Single-Cell Transcriptome alignment and read count estimation
The Droplet-based sequencing reads were aligned to the Hybrid genome of Human hg38 and P. falciparum pd37 (PlasmoDB-46_Pfalciparum3D7_Genome.fasta) to remove any human transcript contamination. This was achieved using CellRanger standard pipeline using --nosecondary flag. The raw gene count matrix was subjected to various single-cell preprocessing steps separately.

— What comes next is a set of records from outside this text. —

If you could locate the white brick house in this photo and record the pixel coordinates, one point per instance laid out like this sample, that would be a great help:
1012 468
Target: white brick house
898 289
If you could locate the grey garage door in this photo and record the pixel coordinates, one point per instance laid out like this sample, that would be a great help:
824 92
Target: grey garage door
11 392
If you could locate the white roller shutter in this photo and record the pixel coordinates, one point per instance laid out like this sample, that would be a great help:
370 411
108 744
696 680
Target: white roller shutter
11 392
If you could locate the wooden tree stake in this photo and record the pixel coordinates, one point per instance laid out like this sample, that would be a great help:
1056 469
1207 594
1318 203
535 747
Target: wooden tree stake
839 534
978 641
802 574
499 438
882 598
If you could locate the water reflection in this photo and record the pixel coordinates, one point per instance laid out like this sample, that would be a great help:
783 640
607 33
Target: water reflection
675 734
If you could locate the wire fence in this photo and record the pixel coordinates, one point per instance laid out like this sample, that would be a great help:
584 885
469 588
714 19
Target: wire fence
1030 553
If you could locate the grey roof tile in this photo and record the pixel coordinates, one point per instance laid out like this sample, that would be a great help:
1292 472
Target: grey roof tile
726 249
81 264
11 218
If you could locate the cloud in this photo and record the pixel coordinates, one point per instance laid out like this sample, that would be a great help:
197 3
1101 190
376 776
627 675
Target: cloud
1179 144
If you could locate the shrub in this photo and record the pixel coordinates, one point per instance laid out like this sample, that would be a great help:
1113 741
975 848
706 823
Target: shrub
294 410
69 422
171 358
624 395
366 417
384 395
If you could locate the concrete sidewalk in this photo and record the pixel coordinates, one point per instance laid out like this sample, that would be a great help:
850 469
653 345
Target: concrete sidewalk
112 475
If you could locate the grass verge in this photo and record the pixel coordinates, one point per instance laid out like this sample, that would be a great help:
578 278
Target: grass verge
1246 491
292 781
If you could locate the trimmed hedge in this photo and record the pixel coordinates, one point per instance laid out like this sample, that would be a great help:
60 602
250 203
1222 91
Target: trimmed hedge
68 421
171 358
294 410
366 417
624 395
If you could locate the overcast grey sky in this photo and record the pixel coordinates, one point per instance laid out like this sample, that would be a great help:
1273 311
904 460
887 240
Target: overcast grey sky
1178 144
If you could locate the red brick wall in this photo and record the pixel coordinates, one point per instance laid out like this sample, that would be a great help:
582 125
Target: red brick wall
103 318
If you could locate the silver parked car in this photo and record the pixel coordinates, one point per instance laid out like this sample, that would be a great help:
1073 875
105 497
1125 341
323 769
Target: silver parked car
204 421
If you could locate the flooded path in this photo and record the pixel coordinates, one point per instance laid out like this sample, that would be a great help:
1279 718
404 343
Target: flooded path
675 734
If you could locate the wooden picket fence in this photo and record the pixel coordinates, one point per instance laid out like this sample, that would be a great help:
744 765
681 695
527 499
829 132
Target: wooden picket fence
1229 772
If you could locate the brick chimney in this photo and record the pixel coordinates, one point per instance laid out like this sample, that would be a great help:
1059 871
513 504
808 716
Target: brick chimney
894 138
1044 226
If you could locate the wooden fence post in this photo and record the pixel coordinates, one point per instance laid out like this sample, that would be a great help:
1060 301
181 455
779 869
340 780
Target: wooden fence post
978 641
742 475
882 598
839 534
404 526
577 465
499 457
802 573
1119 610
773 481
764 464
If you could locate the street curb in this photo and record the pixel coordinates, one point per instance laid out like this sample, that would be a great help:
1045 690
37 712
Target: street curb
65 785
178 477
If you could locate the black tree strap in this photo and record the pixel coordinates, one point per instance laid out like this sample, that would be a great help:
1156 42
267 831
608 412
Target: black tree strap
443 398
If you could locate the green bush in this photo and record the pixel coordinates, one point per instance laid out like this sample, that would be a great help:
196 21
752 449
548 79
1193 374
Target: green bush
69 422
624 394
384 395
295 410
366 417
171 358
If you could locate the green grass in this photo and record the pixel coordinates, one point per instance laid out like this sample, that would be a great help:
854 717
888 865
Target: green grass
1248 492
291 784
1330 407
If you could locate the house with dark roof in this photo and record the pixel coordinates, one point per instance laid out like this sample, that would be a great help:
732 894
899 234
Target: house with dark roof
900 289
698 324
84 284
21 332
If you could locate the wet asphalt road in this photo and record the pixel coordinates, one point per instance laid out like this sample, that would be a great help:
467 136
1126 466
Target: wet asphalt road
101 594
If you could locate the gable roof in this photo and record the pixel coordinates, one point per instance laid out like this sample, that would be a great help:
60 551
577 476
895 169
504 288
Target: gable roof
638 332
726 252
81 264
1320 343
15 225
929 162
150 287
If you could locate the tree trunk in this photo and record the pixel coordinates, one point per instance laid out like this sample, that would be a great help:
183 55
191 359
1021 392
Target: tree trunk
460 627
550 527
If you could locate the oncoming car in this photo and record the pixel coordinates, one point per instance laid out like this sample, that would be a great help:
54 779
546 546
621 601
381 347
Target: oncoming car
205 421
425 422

Preprocessing and Normalization
Primarily, the reads mapping to human genes were removed, followed by the identification and removal of empty droplets using the emptyDrops() function from R package dropletUtils v1.12.361. This function determines whether the RNA content of a cell barcode differs considerably from the ambient background RNA present in each sample. Cells with FDR <= 0.001 (Benjamini–Hochberg-corrected) were examined for subsequent investigation. The per-cell quality metrics were computed by the addPerCellQC function of the scuttle package v1.2.162. The deconvolution approach in the computeSumFactors function of the Scran R package v1.20.163 was utilized to normalize cell-specific biases. We kept the mitochondrial genes of P falciparum since the proportion of UMIs allocated to mitochondrial genes in both controls and knockouts were similar.
Further, the doublets identification was performed using the computeDoubletDensity function of the scDblFinder Bioconductor package v1.6.0 [Germain P (2021). scDblFinder: scDblFinder. R package version 1.6.0, https://github.com/plger/scDblFinder.]. This was achieved in three steps. a) The log normalization of counts was achieved using the logNormCounts function of scuttle package. b) The modelGeneVarByPoisson function of scran63 was then used to model the per-gene variance followed by c) doublet score calculation using the top 10% of highly variable genes (HVGs). We then cleaned our data based on a 95% quantile cut-off. Additionally, the standard functions of the Seurat package64 were also used to generate intuitive QC plots.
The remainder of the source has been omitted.